I mounted and prepared a lot of sensitive material to be used in court cases and prepared the graphs and diagrams and presentations for some of the amazing research publications that came out of the research institute.

A lot of p.r. work is done in hospitals of this size, and visiting celebrities, and there is a business side of preparing annual reports and even the running of an in-house TV station for the kids. All in all it’s like a tiny city devoted to the single task of helping sick children and so much effort and energy is put into this one thing that it’s just not possible to even scratch the surface.

A lot of the work was boring and tedious, and a lot was overwhelming and discouraging but every so often you felt like a part of a miracle and could feel the simple joy of a relieved parent and see a smile on the face of healthy happy child that was going to go home.

RV: How much of your world view was affected by this experience?

RC: I had a difficult childhood myself, and it took a young man who felt he was worth nothing and opened his eyes to something truly profound and inspiring.

It made me realize what a gift life is and how hard people fight for that life even in the face of constant sorrow. It taught me to never give up and do something with the gift of life rather than waste it.

RV: How did you learn to use Maya?

RC: Working at the hospital one day, I had to mount some photographs of a young murder victim who had been strangled …actually I wasn’t sure exactly as they never quite gave you details, but I knew she died in pain and in horror and no one should have to die like that….I just started crying and I left the job a few days later as I just didn’t understand our species anymore, and 17 years was just enough of that sort of thing.

I took a course on computer animation around 1997 using Alias Power animator on SGI workstations… the precursor to Maya. I had used some 3D software in my job for a few years and I loved the idea of being in an odd sort of virtual space … it had possibilities.

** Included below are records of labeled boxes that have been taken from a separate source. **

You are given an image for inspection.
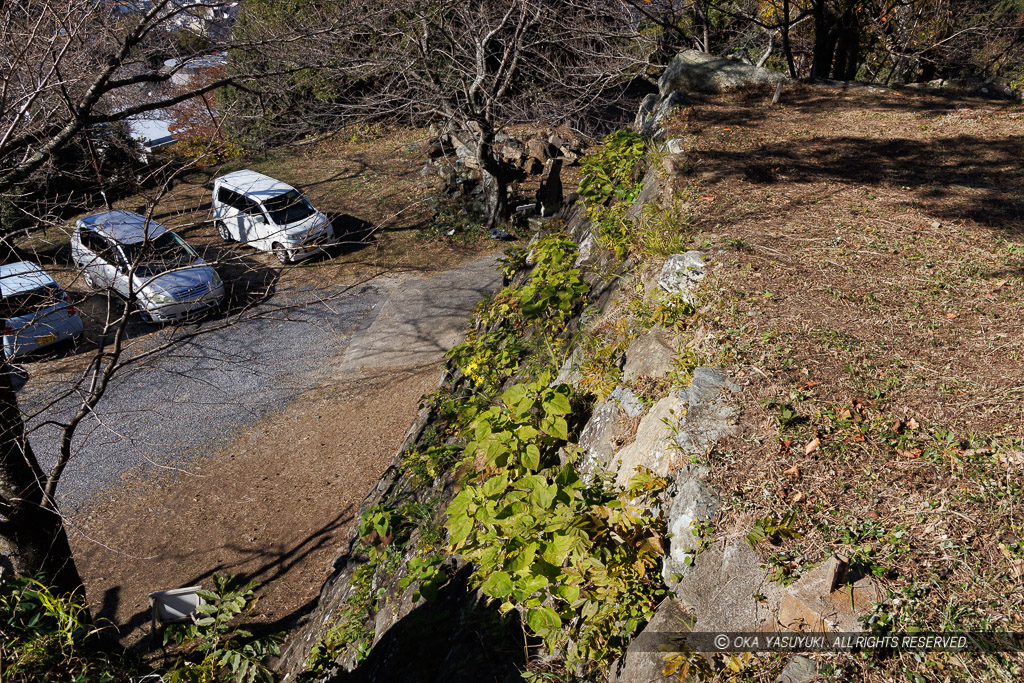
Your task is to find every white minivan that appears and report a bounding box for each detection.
[213,170,334,263]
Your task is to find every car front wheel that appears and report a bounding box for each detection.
[270,242,295,265]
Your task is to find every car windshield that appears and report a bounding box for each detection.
[121,232,199,278]
[263,189,316,225]
[0,285,62,319]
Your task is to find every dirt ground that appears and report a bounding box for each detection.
[44,130,516,642]
[655,85,1024,680]
[72,364,440,641]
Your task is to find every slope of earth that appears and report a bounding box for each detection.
[666,85,1024,680]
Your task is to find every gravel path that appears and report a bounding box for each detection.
[20,256,498,511]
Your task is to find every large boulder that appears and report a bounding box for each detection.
[623,326,676,382]
[657,50,788,99]
[612,394,685,488]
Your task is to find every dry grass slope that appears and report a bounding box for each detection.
[669,86,1024,680]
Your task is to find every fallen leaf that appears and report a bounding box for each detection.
[995,451,1024,470]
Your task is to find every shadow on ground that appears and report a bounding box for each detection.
[327,566,526,683]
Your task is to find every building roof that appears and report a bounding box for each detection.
[0,261,56,296]
[217,169,295,199]
[77,209,167,245]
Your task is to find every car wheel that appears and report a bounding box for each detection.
[135,304,153,323]
[270,242,295,265]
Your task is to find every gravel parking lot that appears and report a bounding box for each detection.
[19,257,496,511]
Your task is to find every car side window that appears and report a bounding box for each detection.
[217,187,234,207]
[217,187,249,213]
[245,197,263,218]
[81,230,110,257]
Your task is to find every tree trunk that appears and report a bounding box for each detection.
[0,362,85,598]
[782,0,797,78]
[811,0,836,78]
[831,2,860,81]
[470,120,509,229]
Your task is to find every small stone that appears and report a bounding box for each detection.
[775,654,818,683]
[608,387,643,418]
[657,251,708,294]
[665,137,685,155]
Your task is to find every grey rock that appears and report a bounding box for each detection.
[609,395,685,488]
[537,159,562,216]
[522,157,544,175]
[526,137,551,164]
[675,368,739,455]
[633,90,688,138]
[608,387,643,418]
[664,539,781,631]
[657,251,708,296]
[662,465,719,582]
[775,654,818,683]
[657,50,790,99]
[580,399,622,474]
[552,350,582,388]
[626,166,662,221]
[679,367,729,407]
[608,598,693,683]
[623,327,676,382]
[548,133,566,150]
[487,227,515,242]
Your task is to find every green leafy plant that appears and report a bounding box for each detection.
[0,579,144,683]
[164,574,284,683]
[744,510,803,548]
[446,374,666,669]
[359,503,397,552]
[580,130,646,204]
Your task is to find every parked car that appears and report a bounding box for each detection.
[0,261,83,358]
[213,170,335,263]
[71,211,224,323]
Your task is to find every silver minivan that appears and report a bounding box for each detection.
[71,211,224,323]
[213,170,334,263]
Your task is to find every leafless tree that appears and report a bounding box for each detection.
[268,0,649,226]
[0,0,362,592]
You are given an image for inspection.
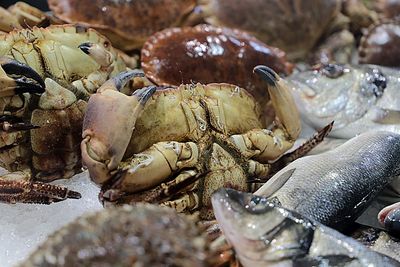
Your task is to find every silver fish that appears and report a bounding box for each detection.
[287,64,400,139]
[212,189,400,267]
[255,132,400,229]
[378,202,400,238]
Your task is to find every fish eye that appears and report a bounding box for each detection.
[321,64,344,79]
[361,68,387,97]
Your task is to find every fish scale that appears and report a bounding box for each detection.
[256,132,400,228]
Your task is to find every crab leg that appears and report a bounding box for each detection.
[81,71,155,184]
[102,142,199,205]
[0,57,45,97]
[0,172,81,204]
[230,66,301,163]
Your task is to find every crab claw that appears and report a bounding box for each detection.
[378,202,400,237]
[253,65,301,140]
[0,57,45,97]
[78,42,114,67]
[81,71,156,184]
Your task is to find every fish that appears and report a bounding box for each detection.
[286,64,400,139]
[378,202,400,238]
[255,131,400,230]
[212,188,400,267]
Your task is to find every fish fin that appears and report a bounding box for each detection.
[254,168,296,198]
[370,108,400,124]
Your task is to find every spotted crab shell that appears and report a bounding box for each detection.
[359,20,400,67]
[19,204,207,267]
[200,0,341,59]
[142,25,293,113]
[48,0,195,51]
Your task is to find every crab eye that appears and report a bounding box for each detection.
[321,64,344,79]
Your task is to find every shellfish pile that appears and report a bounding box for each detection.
[0,0,400,266]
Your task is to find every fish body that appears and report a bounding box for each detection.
[288,65,400,139]
[212,189,400,267]
[255,132,400,229]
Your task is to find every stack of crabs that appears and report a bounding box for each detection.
[0,0,400,266]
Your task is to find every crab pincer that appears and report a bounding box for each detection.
[81,70,155,184]
[0,57,45,97]
[0,57,45,132]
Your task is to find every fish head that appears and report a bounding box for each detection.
[288,64,387,130]
[212,188,314,266]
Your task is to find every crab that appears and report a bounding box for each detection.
[359,18,400,67]
[0,25,130,204]
[19,204,223,267]
[81,66,301,219]
[48,0,196,51]
[141,24,293,123]
[0,2,50,33]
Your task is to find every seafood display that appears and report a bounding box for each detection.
[359,19,400,67]
[255,132,400,228]
[19,204,212,267]
[288,64,400,139]
[82,66,301,219]
[212,189,399,267]
[141,25,293,114]
[0,0,400,267]
[48,0,196,50]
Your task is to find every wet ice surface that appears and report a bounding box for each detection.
[0,172,102,267]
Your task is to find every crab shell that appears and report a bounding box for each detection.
[0,25,126,89]
[19,204,208,267]
[82,84,263,184]
[359,19,400,67]
[373,0,400,18]
[0,25,125,182]
[48,0,195,51]
[141,25,293,121]
[200,0,342,59]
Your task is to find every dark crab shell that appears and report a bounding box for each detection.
[142,25,293,110]
[48,0,196,51]
[200,0,342,58]
[359,20,400,67]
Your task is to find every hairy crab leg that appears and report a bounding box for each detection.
[0,57,45,97]
[0,172,81,204]
[81,70,156,184]
[230,66,301,163]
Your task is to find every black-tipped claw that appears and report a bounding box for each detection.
[253,65,279,86]
[14,77,45,95]
[132,85,157,105]
[78,42,93,55]
[0,57,45,89]
[67,190,82,199]
[0,57,46,94]
[0,114,39,132]
[113,70,144,91]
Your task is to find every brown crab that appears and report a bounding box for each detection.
[141,24,293,122]
[0,25,130,203]
[81,66,301,218]
[48,0,196,51]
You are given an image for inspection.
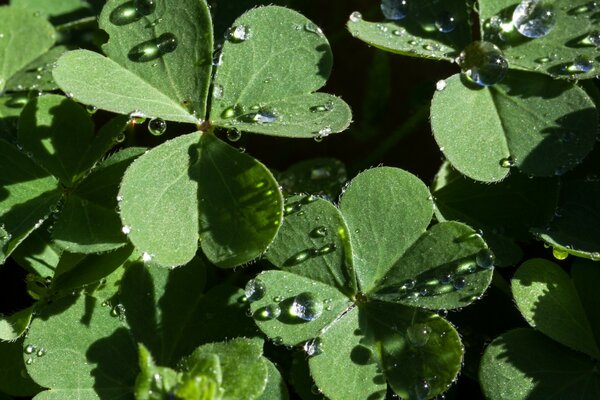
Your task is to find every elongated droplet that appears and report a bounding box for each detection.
[244,278,267,302]
[512,0,556,38]
[456,41,508,86]
[148,118,167,136]
[290,292,323,321]
[381,0,408,21]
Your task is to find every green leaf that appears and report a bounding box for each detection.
[535,179,600,261]
[372,222,492,310]
[305,308,386,400]
[0,307,33,342]
[183,338,268,400]
[0,6,56,93]
[19,95,96,187]
[431,71,598,182]
[512,258,600,358]
[277,158,347,199]
[431,162,558,266]
[478,0,598,79]
[365,302,463,399]
[53,147,144,253]
[0,140,61,263]
[189,134,283,267]
[6,47,67,92]
[340,167,433,292]
[210,6,352,137]
[347,0,471,62]
[479,329,600,400]
[0,338,42,400]
[24,296,138,400]
[267,196,357,295]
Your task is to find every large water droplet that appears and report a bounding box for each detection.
[475,249,496,269]
[381,0,408,21]
[148,118,167,136]
[512,0,556,38]
[456,41,508,86]
[406,324,431,347]
[244,278,267,301]
[290,292,323,321]
[227,25,252,43]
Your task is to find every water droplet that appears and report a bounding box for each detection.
[381,0,408,21]
[244,278,267,302]
[127,32,178,62]
[310,226,327,238]
[406,324,431,347]
[227,25,252,43]
[135,0,156,16]
[148,118,167,136]
[552,247,569,260]
[350,11,362,22]
[512,0,556,38]
[302,337,323,357]
[456,41,508,86]
[290,292,323,321]
[500,157,515,168]
[567,55,594,73]
[435,12,456,33]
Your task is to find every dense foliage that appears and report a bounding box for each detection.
[0,0,600,400]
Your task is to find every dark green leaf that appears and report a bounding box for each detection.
[340,167,433,292]
[210,6,352,137]
[347,0,471,61]
[512,258,600,358]
[479,329,600,400]
[431,71,598,182]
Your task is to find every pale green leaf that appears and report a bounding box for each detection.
[431,71,598,182]
[340,167,433,292]
[512,258,600,358]
[210,6,352,137]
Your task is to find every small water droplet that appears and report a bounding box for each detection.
[475,249,496,269]
[435,12,456,33]
[290,292,323,321]
[456,41,508,86]
[227,25,252,43]
[350,11,362,22]
[381,0,408,21]
[244,278,267,302]
[148,118,167,136]
[512,0,556,39]
[406,324,431,347]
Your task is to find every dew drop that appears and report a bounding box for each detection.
[406,324,431,347]
[227,25,252,43]
[148,118,167,136]
[435,12,456,33]
[290,292,323,321]
[381,0,408,21]
[456,41,508,86]
[475,249,496,269]
[244,278,267,302]
[512,0,556,39]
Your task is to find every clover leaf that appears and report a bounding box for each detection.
[246,168,492,399]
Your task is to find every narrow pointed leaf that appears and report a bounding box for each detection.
[210,6,352,137]
[189,134,283,267]
[347,0,471,61]
[479,329,600,400]
[431,71,598,182]
[373,222,493,310]
[267,196,356,294]
[340,167,433,292]
[0,6,56,93]
[512,259,600,358]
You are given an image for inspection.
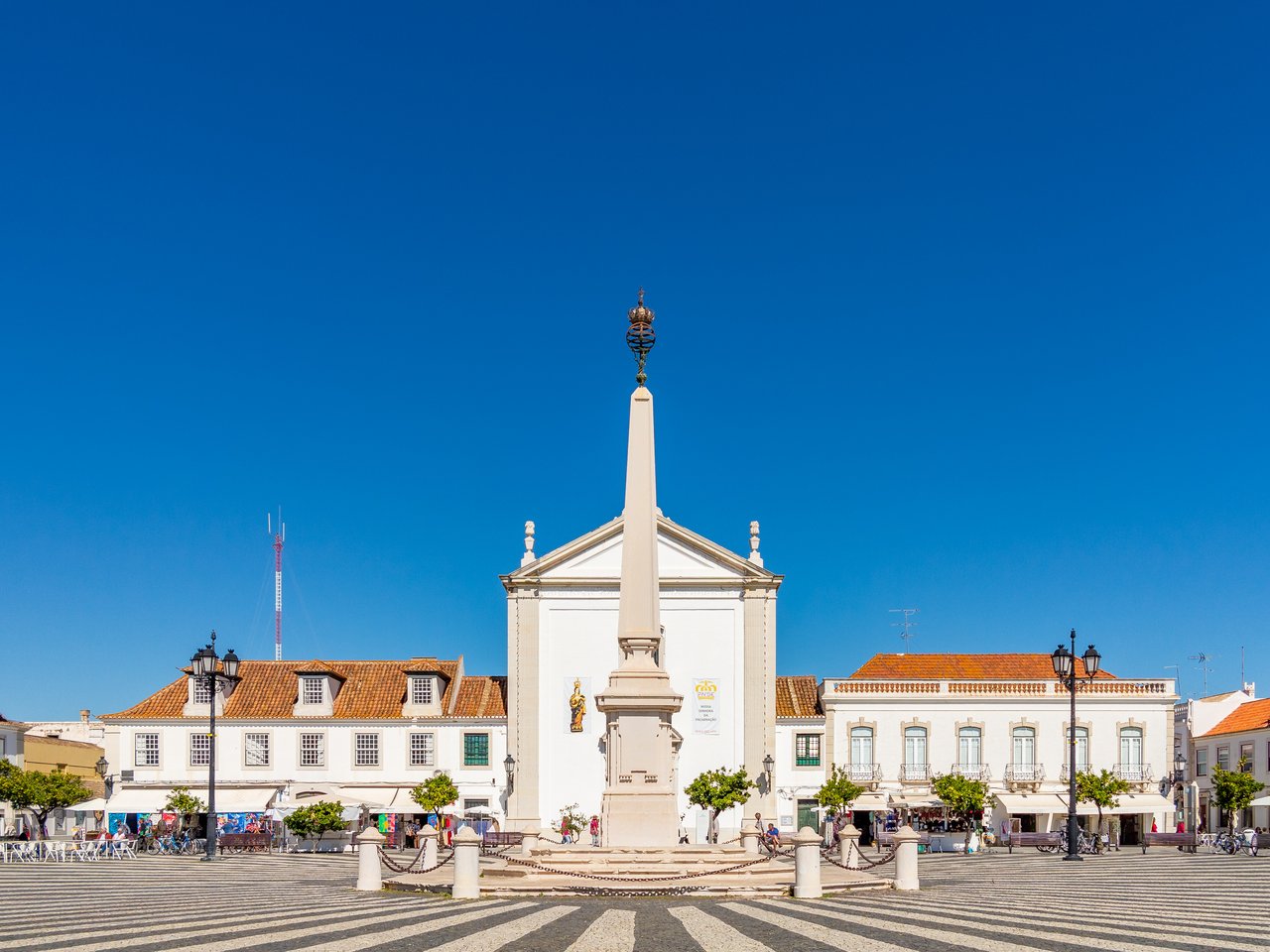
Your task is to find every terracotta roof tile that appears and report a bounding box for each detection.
[851,654,1115,680]
[776,674,825,717]
[1201,698,1270,738]
[103,657,497,720]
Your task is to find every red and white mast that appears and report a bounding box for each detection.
[264,509,287,661]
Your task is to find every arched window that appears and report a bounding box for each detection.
[1012,727,1036,767]
[1120,727,1142,767]
[851,727,872,767]
[904,727,927,767]
[956,727,983,768]
[1075,727,1089,772]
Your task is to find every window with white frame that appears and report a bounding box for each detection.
[1120,727,1142,767]
[242,734,269,767]
[353,734,380,767]
[1074,727,1089,774]
[410,734,437,767]
[794,734,821,767]
[1011,727,1036,767]
[851,727,872,767]
[132,734,159,767]
[300,734,326,767]
[904,727,929,767]
[300,678,326,704]
[956,727,983,768]
[190,734,212,767]
[410,675,442,704]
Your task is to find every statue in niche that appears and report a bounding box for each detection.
[569,678,586,734]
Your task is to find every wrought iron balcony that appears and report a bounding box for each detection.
[899,765,931,783]
[1006,765,1045,783]
[842,765,881,783]
[1111,765,1156,783]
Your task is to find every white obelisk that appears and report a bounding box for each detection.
[595,290,684,847]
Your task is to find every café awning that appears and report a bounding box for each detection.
[996,793,1067,815]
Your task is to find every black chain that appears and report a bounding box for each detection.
[376,847,454,874]
[507,851,793,883]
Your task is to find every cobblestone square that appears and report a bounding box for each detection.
[0,849,1270,952]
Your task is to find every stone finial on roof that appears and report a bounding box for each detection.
[521,520,537,565]
[749,520,763,568]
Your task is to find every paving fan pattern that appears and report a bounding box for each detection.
[0,851,1270,952]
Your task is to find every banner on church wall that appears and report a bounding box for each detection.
[693,678,718,734]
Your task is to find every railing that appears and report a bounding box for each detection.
[826,678,1175,697]
[1006,765,1045,783]
[1111,765,1156,783]
[842,765,881,783]
[899,765,931,783]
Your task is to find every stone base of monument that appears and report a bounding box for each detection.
[384,844,890,898]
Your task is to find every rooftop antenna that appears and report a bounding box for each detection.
[1187,652,1216,697]
[886,608,922,653]
[264,505,287,661]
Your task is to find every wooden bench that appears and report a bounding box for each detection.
[480,830,525,853]
[874,830,931,853]
[1142,833,1195,853]
[1006,830,1063,853]
[216,833,273,853]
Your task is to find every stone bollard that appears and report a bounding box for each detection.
[794,826,825,898]
[450,826,480,898]
[419,822,441,870]
[838,826,860,870]
[521,826,543,856]
[357,826,384,892]
[895,826,921,890]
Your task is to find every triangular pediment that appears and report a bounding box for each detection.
[504,516,776,581]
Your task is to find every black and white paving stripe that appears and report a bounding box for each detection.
[0,851,1270,952]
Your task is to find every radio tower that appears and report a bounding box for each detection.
[264,507,287,661]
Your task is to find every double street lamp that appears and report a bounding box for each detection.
[190,631,239,860]
[1049,629,1102,862]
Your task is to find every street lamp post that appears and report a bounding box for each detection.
[1049,629,1102,862]
[190,630,239,861]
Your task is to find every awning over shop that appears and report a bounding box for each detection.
[847,790,886,811]
[890,793,944,810]
[106,785,278,813]
[996,793,1067,815]
[1063,793,1178,816]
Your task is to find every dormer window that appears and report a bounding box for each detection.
[410,674,433,706]
[300,678,326,704]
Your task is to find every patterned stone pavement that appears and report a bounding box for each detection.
[0,849,1270,952]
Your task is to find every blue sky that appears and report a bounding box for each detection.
[0,3,1270,718]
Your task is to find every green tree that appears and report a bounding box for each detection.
[816,765,865,813]
[1210,757,1265,828]
[684,766,758,843]
[410,771,458,816]
[282,799,348,839]
[0,761,92,839]
[163,787,207,830]
[931,774,988,852]
[1076,770,1131,834]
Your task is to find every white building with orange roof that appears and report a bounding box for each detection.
[776,654,1178,842]
[1190,685,1270,830]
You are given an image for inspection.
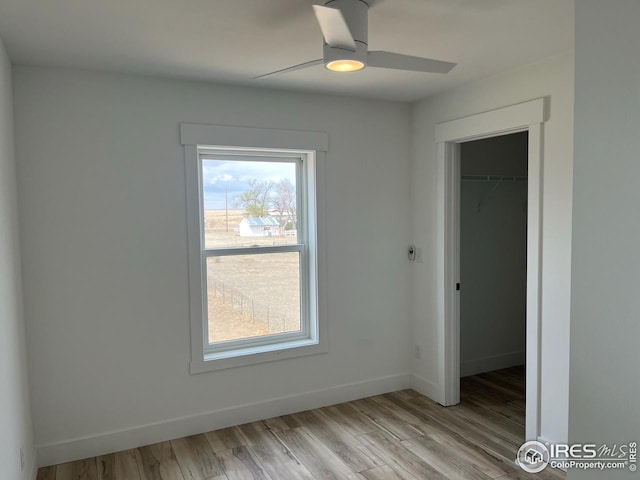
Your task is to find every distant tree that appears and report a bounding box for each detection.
[234,179,276,217]
[271,178,296,230]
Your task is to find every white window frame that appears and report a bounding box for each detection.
[180,124,328,374]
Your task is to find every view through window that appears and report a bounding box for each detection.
[200,156,307,351]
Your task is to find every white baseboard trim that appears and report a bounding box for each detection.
[536,437,567,472]
[37,373,411,467]
[460,352,526,377]
[411,374,442,402]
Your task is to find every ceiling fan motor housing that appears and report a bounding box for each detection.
[324,0,369,65]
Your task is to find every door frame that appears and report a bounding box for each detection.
[435,98,546,440]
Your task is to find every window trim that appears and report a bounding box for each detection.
[180,124,328,374]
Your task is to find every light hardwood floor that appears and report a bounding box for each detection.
[38,367,564,480]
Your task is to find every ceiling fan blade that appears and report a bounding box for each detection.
[313,5,356,52]
[367,50,456,73]
[253,58,324,80]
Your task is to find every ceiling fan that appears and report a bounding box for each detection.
[255,0,456,79]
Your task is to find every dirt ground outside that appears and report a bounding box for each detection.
[205,210,300,343]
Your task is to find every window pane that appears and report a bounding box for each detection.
[207,252,300,344]
[202,160,298,248]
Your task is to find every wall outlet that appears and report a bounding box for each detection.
[414,345,422,358]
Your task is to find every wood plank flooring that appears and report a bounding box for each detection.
[38,367,564,480]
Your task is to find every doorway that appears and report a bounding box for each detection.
[460,132,529,378]
[435,98,545,440]
[459,131,529,443]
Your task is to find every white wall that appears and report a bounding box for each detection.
[568,0,640,479]
[411,50,573,441]
[460,133,528,377]
[14,67,411,464]
[0,36,34,480]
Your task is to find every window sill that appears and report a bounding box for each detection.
[189,340,329,375]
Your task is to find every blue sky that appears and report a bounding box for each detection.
[202,160,296,210]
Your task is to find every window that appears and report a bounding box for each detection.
[183,122,327,373]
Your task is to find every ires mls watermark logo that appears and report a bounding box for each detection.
[516,440,638,473]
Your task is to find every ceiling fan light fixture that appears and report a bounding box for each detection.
[325,59,366,73]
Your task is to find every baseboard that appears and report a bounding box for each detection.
[411,374,442,402]
[460,352,526,377]
[37,374,411,467]
[536,437,567,472]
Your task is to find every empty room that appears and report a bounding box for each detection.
[0,0,640,480]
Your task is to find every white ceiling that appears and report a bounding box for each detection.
[0,0,573,101]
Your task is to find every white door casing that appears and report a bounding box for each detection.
[435,98,546,440]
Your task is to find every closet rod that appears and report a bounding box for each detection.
[462,175,528,182]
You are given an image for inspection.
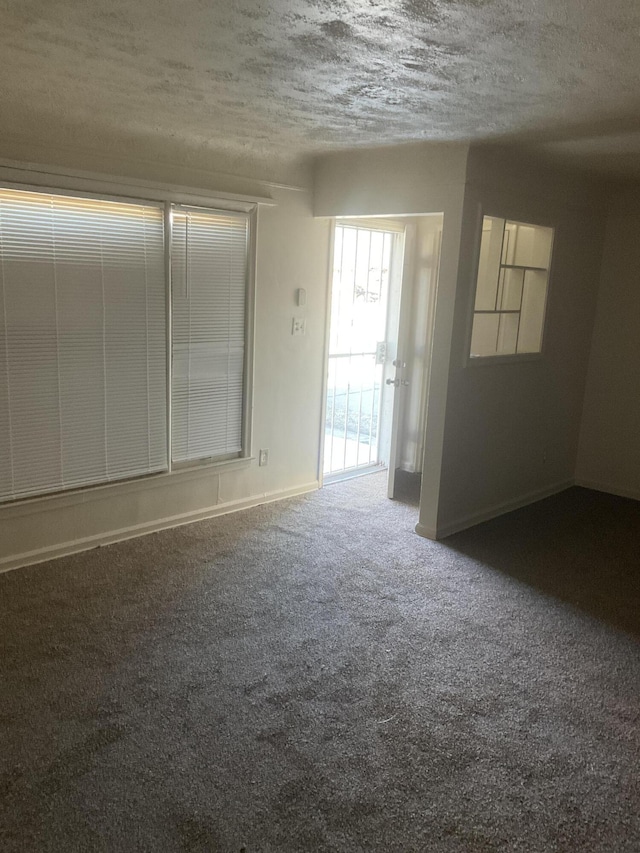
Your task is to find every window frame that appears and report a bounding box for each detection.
[0,168,262,506]
[463,205,558,367]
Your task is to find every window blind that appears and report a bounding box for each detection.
[0,189,167,500]
[171,206,249,462]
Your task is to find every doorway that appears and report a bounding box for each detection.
[323,220,404,481]
[322,214,443,504]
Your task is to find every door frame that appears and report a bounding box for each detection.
[317,216,413,488]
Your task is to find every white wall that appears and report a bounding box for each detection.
[437,148,604,536]
[576,187,640,492]
[0,161,329,569]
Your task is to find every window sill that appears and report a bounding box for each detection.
[0,456,256,518]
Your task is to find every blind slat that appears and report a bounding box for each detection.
[0,189,167,500]
[171,210,248,462]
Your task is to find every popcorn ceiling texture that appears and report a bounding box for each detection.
[0,0,640,178]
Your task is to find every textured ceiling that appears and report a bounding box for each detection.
[0,0,640,178]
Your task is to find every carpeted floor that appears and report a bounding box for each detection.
[0,475,640,853]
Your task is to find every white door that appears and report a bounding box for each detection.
[323,220,404,479]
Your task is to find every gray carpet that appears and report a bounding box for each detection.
[0,475,640,853]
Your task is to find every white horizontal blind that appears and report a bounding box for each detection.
[0,189,167,500]
[171,207,249,462]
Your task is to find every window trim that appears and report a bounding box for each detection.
[0,171,260,506]
[462,204,558,368]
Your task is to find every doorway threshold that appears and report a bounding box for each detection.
[322,464,387,486]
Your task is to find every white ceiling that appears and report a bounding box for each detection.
[0,0,640,180]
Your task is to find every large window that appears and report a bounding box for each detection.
[171,207,249,463]
[0,188,248,501]
[470,216,553,358]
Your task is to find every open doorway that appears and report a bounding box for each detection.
[323,221,404,480]
[322,214,442,504]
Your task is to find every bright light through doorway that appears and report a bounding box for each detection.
[323,224,395,476]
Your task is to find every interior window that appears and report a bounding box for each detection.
[470,216,553,358]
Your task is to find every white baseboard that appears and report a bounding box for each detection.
[415,522,438,539]
[424,480,575,539]
[0,480,319,574]
[575,477,640,501]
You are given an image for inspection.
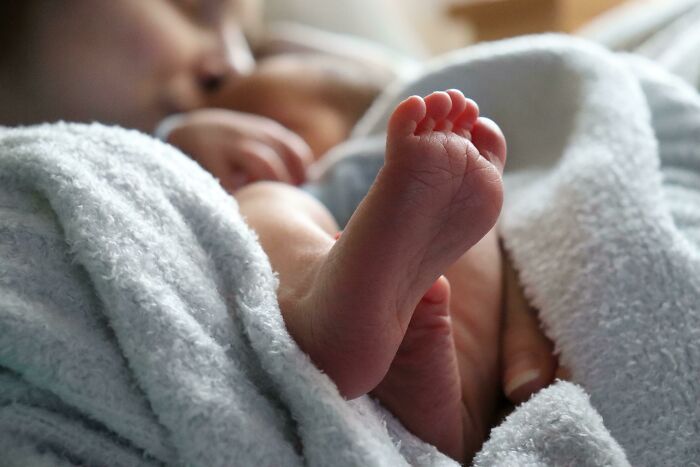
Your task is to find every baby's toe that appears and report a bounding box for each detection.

I didn’t know what I was going to do with it and I didn’t care as I just needed to do something…badly needed to be doing something back then. I made art while I was at the hospital but I did it as a way of making sense of what I saw each day …as some might make a diary. I never allowed myself the idea that it would be up in a gallery or even on my own wall …it was just an obsession and after I left the hospital I gave it up as it was full of bad feelings for some time.

I think I took the course in Maya and the job in the effects industry because my subconscious knew what I had to do …even if my conscious rational mind didn’t.